Either let Rogues and Mages have a Tank or Heal spec that is on par with other Hybrid classes… OR freaking make them the absolute best there is at what they do, which is kill shit!

And this is a rant about balance and the costs of being a hybrid. Role switching and flexibility are definitely advantages, IF that was what you wanted from a class. But if that was what you wanted from a class, then why not roll one at the beginning?
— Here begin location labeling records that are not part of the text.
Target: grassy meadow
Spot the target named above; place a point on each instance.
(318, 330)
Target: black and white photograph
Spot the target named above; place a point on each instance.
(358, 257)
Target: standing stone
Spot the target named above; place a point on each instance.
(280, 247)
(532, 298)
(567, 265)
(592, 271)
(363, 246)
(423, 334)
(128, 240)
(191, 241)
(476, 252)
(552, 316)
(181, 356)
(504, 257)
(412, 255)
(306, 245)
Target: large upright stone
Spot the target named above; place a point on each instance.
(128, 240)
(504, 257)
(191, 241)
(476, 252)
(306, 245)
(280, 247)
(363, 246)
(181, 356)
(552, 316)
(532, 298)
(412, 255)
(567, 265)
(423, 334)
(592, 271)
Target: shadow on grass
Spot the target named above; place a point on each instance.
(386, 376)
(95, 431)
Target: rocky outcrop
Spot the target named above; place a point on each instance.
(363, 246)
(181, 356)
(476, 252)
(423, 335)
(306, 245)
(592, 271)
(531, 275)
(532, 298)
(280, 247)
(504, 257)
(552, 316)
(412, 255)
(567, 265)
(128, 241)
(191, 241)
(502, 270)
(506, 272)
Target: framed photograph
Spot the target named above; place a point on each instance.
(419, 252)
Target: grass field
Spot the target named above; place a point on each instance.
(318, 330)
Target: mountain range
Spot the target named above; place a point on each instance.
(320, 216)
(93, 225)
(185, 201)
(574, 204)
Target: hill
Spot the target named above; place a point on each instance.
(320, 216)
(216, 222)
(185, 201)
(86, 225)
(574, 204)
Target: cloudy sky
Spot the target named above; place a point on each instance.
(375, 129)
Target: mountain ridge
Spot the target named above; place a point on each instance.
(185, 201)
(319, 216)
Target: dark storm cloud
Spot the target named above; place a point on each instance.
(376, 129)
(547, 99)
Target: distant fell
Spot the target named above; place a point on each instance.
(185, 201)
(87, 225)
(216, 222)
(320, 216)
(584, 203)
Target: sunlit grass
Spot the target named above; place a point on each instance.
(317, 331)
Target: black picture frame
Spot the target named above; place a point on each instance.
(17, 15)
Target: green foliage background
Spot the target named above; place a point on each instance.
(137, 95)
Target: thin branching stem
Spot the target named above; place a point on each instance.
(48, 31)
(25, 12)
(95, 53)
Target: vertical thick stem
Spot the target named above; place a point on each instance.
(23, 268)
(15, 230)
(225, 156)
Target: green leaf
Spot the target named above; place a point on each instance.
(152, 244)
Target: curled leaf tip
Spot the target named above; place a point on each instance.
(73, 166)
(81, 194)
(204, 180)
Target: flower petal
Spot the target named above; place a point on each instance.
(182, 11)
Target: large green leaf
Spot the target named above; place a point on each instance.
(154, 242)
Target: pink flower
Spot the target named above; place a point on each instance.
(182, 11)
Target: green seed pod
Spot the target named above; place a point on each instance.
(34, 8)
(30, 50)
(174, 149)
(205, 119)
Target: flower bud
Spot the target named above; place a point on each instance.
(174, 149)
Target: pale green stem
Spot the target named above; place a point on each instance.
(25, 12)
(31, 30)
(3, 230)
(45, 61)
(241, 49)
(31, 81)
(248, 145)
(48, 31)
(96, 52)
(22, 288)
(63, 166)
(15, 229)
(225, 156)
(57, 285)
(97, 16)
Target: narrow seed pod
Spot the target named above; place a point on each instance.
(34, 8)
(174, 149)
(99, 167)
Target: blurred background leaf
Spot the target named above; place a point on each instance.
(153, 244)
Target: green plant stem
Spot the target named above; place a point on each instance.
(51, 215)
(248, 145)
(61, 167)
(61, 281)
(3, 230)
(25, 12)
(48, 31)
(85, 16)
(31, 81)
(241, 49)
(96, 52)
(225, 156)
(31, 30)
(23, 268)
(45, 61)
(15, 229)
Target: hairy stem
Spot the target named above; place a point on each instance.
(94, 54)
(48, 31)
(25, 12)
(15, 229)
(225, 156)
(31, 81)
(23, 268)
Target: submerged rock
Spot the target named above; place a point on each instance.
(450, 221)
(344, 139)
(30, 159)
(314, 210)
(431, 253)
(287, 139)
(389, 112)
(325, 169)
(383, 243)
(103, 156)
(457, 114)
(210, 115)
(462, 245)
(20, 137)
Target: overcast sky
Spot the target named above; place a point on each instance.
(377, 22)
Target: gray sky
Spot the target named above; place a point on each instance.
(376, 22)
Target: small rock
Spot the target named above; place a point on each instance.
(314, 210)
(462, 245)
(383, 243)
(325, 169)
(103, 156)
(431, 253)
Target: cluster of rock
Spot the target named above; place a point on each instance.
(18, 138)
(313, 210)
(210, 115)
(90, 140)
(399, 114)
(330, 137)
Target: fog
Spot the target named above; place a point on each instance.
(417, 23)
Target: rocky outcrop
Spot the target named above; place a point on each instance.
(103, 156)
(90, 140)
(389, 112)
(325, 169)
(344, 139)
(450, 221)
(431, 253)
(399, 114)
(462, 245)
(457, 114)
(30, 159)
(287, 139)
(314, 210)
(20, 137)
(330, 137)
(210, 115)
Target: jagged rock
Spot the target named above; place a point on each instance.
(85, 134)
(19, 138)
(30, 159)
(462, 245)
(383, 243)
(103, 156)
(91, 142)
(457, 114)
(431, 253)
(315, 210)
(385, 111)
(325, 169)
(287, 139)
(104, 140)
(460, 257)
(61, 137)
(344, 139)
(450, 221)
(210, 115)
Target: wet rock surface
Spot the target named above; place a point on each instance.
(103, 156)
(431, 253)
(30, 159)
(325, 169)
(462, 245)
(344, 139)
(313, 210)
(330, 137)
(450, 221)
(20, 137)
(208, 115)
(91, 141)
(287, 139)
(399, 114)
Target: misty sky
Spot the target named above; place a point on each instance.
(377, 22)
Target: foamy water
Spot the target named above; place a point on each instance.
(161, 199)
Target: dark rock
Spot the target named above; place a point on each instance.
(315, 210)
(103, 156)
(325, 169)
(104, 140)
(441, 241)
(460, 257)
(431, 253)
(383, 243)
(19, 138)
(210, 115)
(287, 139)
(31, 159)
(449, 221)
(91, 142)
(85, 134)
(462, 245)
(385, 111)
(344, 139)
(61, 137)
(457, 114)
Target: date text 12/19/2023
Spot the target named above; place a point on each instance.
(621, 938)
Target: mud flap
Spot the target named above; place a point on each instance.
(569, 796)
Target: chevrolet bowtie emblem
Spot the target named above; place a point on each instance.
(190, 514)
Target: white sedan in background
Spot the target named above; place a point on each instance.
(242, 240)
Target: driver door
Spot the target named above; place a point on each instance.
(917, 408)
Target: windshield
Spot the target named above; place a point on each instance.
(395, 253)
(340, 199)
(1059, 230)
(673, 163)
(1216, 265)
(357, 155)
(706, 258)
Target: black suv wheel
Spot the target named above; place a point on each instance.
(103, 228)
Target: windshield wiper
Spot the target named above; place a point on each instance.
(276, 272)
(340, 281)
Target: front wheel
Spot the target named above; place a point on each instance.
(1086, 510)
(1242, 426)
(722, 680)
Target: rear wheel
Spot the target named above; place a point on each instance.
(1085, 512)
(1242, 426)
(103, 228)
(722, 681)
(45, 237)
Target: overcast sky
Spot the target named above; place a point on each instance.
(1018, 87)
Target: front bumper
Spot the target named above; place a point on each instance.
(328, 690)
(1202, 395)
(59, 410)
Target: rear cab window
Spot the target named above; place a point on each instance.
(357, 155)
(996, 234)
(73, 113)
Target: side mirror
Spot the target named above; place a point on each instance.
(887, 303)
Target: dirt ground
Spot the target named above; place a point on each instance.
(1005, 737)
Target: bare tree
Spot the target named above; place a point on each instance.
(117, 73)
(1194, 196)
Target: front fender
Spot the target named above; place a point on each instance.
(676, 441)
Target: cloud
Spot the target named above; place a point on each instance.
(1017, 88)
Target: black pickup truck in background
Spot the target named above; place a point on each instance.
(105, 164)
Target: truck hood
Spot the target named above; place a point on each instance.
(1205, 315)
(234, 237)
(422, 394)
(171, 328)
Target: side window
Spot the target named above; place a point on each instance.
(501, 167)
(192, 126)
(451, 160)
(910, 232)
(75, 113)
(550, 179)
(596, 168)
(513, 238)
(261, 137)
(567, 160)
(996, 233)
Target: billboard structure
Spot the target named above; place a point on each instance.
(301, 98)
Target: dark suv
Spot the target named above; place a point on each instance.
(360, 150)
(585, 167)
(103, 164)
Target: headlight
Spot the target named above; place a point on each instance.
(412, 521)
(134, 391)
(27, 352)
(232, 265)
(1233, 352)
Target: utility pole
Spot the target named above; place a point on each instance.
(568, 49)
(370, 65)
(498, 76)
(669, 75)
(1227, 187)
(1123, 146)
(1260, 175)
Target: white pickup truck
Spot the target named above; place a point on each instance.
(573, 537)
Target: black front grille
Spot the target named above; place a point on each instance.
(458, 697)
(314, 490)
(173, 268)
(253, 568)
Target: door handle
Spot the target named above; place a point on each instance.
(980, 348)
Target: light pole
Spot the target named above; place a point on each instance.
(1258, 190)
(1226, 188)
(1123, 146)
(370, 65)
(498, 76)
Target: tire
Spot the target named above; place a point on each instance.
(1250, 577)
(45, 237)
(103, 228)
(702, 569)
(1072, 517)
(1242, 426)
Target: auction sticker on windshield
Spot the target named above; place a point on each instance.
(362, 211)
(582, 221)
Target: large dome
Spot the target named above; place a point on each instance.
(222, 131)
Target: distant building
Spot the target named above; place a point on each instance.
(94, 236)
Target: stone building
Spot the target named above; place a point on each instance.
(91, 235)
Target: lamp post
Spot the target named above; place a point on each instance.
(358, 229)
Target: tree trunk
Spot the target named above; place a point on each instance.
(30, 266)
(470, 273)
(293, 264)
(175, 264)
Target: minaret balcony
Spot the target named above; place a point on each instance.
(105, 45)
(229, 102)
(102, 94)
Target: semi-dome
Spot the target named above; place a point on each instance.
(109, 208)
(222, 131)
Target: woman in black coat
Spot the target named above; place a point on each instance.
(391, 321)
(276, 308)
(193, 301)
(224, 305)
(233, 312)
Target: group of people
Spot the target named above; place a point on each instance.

Is it that rogues and mages want to heal, or is it just that they are jealously eyeing up that one raid spot that is reserved for the guy who will dps for 90% of the raid and heal for 10%? Because by far the majority of raid dps spots will not require role switching.

Or simply that they also are uncomfortable with how class roles have shifted in the game design and how their initial expectations don’t line up with how things are now. That’s fair enough, it has been a big change.

But don’t blame dual specs for every single issue that you have with WoW. It’s not the cause, simply a symptom.